How to easily spread out one column into several in Google Docs?
April 29, 2024 1:57 AM   Subscribe

In Google Docs, I have a list of dozens of words that runs down the page on the left-hand margin. How can I easily "spread" these words out horizontally as well, effectively making several columns of words?

So to reiterate, there is just one word per line, on the left-hand margin, all the way down for several pages. I want to easily put those words into columns with a few clicks. There are several ways to do it the hard way: delete the line breaks and tab words across each line, or make columns with a table and paste them in manually. These are doable but painstaking and time-consuming and I am lazy. Is there a quick trick to spread the words "upward" and "rightward" in to columns?
posted by zardoz to Computers & Internet (8 answers total)
 
If I’m understanding your question correctly, you are looking to switch rows and columns aka paste transpose.
posted by oceano at 2:46 AM on April 29


Best answer: Google Docs has multicolumn layouts. Just use those (I think they're under the Format menu?)
posted by kokaku at 3:05 AM on April 29


To be really clear:

1- is the result you want an actual table (like what you get when you do Insert Table), or just words graphically displayed in columns, potentially via tabs or multicolumn view or such?

2- if your current setup looks like
word1
word2
word3
word4
word5
word6
is the result you want something like (a)
word1 word2
word3 word4
word5 word6
or (b)
word1 word4
word2 word5
word3 word6
or (c)
word1 word2 word3 word4 word5
word6
or something else?

3- does the result you want have to be in Google Docs, or would Google Sheets work too (i.e., can the result be a spreadsheet file)?
posted by trig at 3:24 AM on April 29


Response by poster: kokaku- that's it! So simple. But for some reason it's limited to three columns, but that will work.

trig- I don't need an actual table, just the list of words more economically and practically spaced on the page. So your a), b), or c) are all good. c) might be best as there could be at least five or ten(?) columns on a page, depending on how far they are spaced. The words can even be in random order.
posted by zardoz at 3:35 AM on April 29


Best answer: Okay, then multicolumn layout is probably easiest, but if you want (and don't mind if the columns aren't perfectly lined up, or if you need to do some slight manual tweaking) you could also just do a global search-replace to change your line breaks into tabs.

To do that, type a tab somewhere, select it, and copy it. Then go to Edit->"Find and replace", check the box that says "Use regular expressions", type \n in the Find field, and then - because Google is ridiculous - you have to actually paste the tab you copied earlier into the Replace field instead of typing \t or something logical like that.

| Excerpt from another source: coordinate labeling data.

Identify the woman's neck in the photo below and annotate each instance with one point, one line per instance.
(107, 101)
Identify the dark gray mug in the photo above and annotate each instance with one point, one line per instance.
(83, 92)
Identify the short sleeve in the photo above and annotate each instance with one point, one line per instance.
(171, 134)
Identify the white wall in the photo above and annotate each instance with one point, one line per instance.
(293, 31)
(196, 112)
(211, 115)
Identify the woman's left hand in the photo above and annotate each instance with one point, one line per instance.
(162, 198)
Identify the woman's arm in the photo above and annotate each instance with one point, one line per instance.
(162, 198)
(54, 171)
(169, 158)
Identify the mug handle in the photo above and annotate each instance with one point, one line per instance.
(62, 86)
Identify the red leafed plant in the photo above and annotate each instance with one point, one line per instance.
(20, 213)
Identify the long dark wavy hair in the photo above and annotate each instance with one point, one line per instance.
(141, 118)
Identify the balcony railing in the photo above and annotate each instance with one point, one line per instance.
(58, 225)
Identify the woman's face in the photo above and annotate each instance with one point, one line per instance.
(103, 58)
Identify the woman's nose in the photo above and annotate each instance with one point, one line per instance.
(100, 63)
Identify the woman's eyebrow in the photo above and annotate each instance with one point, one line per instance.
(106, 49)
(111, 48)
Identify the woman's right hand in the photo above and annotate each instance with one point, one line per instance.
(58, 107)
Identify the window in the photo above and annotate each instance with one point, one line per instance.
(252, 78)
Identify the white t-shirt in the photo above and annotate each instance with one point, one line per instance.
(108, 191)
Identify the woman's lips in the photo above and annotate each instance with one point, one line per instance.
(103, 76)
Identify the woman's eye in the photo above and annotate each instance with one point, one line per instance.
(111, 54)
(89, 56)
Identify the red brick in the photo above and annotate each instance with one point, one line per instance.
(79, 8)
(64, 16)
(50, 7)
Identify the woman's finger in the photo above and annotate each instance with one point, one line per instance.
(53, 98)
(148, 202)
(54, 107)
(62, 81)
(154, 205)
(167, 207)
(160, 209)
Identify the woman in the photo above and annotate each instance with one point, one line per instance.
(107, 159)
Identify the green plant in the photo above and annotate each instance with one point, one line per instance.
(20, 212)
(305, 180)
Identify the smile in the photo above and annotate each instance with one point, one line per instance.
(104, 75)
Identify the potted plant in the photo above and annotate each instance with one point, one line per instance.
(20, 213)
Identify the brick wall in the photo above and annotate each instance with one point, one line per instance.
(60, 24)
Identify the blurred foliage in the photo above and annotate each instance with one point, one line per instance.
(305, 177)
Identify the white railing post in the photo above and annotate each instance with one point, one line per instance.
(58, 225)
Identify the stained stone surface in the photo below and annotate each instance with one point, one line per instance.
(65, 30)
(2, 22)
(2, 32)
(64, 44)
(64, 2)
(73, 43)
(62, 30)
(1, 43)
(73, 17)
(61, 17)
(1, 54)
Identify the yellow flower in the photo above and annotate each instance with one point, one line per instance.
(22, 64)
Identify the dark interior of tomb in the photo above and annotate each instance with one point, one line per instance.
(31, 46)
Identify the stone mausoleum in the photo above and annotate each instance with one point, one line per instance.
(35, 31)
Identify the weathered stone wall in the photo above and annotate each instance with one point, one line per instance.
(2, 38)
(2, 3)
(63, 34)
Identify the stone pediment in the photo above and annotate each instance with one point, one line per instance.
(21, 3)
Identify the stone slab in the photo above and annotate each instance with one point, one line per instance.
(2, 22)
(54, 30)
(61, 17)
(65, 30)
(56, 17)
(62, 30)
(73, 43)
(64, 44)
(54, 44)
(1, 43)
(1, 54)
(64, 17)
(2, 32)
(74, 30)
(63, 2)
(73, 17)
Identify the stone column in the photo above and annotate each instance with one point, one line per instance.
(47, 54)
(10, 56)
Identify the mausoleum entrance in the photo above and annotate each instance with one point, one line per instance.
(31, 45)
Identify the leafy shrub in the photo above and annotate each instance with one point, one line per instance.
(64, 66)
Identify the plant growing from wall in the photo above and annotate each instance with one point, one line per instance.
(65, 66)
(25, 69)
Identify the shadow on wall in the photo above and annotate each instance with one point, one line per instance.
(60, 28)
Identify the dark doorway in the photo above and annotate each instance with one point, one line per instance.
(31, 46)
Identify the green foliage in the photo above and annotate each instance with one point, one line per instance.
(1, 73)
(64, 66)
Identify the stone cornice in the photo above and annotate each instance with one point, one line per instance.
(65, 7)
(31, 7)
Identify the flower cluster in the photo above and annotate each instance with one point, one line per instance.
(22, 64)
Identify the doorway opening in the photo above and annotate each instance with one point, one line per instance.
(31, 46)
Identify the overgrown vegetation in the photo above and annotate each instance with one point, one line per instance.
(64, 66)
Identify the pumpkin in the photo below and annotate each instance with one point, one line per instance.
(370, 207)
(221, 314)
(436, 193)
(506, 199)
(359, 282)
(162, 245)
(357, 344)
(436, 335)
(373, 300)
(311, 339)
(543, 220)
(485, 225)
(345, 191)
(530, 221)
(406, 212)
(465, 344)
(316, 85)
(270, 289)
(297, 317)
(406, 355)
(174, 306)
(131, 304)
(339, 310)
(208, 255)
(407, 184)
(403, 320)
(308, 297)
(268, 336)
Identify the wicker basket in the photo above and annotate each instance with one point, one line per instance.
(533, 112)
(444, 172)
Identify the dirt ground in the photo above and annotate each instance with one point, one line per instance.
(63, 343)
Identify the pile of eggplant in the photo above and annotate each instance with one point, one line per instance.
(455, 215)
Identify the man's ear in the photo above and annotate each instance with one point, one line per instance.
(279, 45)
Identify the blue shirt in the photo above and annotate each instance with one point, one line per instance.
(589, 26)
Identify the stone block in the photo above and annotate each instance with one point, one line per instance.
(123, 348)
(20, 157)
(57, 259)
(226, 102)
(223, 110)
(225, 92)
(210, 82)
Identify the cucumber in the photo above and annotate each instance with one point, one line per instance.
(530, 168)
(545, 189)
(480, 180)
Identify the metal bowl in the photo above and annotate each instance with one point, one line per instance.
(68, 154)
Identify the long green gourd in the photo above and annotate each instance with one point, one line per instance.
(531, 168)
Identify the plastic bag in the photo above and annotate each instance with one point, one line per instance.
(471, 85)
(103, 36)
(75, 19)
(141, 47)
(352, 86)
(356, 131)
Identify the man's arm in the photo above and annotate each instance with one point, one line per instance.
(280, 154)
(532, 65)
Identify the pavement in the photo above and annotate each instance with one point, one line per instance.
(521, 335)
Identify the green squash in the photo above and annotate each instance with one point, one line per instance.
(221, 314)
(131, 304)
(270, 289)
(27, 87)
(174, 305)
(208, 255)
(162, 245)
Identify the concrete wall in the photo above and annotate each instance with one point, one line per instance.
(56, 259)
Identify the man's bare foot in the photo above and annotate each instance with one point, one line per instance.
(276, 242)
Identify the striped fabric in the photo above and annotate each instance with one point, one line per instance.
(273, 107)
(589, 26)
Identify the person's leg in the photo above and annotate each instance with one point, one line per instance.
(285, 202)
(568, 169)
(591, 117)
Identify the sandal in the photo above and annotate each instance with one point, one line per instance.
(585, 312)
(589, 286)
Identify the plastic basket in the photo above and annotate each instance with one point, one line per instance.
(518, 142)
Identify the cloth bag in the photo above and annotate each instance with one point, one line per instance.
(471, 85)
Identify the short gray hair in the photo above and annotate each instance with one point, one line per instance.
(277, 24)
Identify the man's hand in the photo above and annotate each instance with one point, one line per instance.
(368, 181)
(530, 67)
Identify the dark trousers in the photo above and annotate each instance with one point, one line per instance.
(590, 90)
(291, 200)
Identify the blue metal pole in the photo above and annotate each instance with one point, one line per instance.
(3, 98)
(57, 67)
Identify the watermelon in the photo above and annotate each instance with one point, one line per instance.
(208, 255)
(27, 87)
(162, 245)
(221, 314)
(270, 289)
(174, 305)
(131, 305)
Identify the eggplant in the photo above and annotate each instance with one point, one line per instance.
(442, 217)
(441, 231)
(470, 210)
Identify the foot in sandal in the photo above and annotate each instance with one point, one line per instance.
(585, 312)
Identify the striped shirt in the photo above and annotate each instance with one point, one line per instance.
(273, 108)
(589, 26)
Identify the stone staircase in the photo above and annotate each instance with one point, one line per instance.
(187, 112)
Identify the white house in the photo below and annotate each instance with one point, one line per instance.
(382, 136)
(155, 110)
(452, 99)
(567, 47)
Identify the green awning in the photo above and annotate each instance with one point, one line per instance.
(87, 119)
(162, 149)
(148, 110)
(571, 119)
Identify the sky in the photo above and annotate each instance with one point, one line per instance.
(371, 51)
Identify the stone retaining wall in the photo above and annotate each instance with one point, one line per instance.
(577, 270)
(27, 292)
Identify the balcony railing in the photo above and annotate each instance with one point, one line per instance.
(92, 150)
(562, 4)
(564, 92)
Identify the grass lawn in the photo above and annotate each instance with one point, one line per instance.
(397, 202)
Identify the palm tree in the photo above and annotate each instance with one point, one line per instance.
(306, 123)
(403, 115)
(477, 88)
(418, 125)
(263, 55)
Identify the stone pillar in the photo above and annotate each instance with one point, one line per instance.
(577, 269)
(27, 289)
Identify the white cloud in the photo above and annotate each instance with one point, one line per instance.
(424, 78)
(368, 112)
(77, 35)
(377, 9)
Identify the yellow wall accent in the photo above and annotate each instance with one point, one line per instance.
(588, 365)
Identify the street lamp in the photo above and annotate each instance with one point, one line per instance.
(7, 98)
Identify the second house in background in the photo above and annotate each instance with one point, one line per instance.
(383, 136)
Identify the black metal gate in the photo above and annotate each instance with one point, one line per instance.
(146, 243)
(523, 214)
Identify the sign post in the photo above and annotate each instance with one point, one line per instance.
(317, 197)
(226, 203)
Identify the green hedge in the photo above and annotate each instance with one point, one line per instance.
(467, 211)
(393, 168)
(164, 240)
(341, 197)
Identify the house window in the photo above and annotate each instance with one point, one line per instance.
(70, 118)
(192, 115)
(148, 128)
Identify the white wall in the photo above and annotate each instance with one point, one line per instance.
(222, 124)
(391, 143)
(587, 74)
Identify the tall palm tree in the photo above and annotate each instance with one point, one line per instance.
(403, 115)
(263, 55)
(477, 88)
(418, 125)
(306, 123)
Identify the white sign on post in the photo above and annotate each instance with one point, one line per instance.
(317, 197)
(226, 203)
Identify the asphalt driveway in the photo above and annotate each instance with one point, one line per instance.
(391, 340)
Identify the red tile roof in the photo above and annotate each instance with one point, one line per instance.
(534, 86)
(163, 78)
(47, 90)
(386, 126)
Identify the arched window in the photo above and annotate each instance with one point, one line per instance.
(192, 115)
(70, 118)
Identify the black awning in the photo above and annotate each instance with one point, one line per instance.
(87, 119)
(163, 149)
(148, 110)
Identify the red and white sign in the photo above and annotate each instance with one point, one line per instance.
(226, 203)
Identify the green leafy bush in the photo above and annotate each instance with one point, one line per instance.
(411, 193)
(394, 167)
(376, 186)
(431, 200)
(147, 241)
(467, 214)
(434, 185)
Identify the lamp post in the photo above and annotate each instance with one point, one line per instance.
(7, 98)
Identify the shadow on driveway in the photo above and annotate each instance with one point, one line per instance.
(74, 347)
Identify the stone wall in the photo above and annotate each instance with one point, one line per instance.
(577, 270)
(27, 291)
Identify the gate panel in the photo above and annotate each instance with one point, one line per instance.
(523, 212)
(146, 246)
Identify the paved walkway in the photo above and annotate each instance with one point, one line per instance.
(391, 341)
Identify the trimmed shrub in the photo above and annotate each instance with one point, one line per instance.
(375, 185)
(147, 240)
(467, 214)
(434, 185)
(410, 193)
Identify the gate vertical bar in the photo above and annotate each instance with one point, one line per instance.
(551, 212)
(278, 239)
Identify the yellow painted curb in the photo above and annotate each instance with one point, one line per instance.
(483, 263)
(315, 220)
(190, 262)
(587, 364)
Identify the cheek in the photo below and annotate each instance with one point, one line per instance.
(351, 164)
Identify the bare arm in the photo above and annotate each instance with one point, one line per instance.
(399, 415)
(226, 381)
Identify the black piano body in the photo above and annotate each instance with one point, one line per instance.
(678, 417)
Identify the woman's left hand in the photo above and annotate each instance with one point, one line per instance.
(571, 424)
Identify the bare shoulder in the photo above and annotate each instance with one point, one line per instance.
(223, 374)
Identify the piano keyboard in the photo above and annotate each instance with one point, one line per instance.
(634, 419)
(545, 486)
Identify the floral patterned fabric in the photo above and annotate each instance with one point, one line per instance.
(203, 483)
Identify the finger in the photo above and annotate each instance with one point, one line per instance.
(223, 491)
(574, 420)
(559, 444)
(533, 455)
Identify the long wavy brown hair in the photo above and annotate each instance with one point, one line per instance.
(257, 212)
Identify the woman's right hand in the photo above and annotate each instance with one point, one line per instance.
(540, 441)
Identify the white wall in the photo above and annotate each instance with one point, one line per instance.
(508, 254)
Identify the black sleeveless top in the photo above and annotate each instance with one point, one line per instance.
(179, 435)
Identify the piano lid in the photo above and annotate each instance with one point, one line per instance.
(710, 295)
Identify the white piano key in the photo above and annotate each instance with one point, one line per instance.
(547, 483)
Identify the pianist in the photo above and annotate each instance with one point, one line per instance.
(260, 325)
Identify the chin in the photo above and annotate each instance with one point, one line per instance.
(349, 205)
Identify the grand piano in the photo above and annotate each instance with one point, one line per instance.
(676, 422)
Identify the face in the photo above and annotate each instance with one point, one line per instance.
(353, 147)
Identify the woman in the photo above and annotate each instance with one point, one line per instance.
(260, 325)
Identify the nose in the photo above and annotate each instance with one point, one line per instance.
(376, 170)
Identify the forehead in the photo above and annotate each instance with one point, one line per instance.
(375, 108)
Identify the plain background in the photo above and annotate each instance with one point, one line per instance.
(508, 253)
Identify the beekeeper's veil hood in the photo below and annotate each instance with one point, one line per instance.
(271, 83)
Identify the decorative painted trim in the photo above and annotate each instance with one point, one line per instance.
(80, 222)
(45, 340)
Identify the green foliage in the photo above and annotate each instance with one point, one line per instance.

Then hit "Replace all" and all your newlines will now be tabs.

If you want to get everything perfectly lined up, then you need to be in Pages format (because Pageless format apparently doesn't allow tab stops...) So if necessary, hit Format->"Switch to Pages format". Then if your ruler isn't visible, do View->"Show ruler". Then right-click wherever you want on the ruler and hit "Add left tab-stop" as many times as you want, and then drag the tab stops along the ruler so that all your columns are lined up the way you want them to be.

If you don't want to go with tab stops you could also just replace the newlines with multiple tabs instead of a single one and then line things up by manually deleting or adding tabs where necessary, but that's more hacky.
posted by trig at 5:03 AM on April 29 [2 favorites]


If you don't care about the words actually being in columns but just want them together across the top, you can use TEXTJOIN.

If column A has:
APPLE
BANANA
CANTALOUPE

In cell B1, you can put =TEXTJOIN(", ", TRUE, A1:A3), and that will populate all the words into B1 and separate them by a comma and a space.
posted by Leontine at 6:06 AM on April 29


Honestly, for dozens of words, I would use ChatGPT or another language model for this provided it doesn't involve sensitive data. The free version may be able to handle it. You can also try Microsoft Copilot online in creative mode to get a more powerful model, or Claude.ai. Ask for a table and it gives you a table that you can select the text in your browser (don't use the copy button as then you'll get Markdown) and paste and match formatting (Ctrl + Shift + V in Google docs iirc).

Excel also would probably work but might be complex based on the way I'm understanding your data.
posted by lookoutbelow at 6:24 AM on April 29


Nthing that this is very easy to do in a spreadsheet, especially when you don't need to keep them in order.

make columns with a table and paste them in manually

Copy and pasting a column of words from a text file into a spreadsheet doesn't need to be one at a time. You copy them and paste them and they will now be in their own rows in the first column, as long as you did not double click in cell you are pasting them into. There might be blank lines or some odd formatting, but those are easily sorted, too. Lets say you have 144 words and can fit 24 vertically on a printed page. So you need six columns. Excel or Sheets will let you cut 24 at a time and paste them anywhere, so this would be like 5 cut/paste actions. If you have more, macros can be recorded to move the data around.